O relatório — produzido pela Conferência das Nações Unidas sobre Comércio e Desenvolvimento (UNCTAD) — afirma que os países desenvolvidos têm, até agora, abordado a crise através da implementação de medidas de estímulo que dependem de políticas monetárias expansionistas, mas não obtiveram sucesso na promoção do crescimento por causa da sua combinação com a austeridade fiscal e as demandas particulares subjugadas.
Já os países em desenvolvimento têm mitigado o impacto negativo da crise no mundo desenvolvido através da implementação de políticas anticíclicas, que estimulam a economia quando se está enfrentando uma recessão.
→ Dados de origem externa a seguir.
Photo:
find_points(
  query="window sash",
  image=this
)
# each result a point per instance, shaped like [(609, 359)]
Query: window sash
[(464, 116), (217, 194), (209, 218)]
No entanto, os efeitos dessas políticas estão desaparecendo e o ambiente econômico mostra poucos sinais de melhoria, tornando cada vez mais difícil evitar a desaceleração econômica.
Para a economia mundial como um todo, o relatório ressalta que políticas coordenadas, orientadas pela demanda, onde nenhum país adote políticas de austeridade, teriam melhores resultados em termos de crescimento, distribuição de renda, emprego e reequilíbrio mundial do que as políticas atuais que colocam toda a carga do ajuste da crise nos países deficitários.
O chefe da área de macroeconomia e desenvolvimento da UNCTAD, Alfredo Calcagno, observou que os países desenvolvidos não estão abordando as causas iniciais da crise financeira, e isso, combinado com a má gestão da crise em si, tem contribuído para a desordem atual da economia global.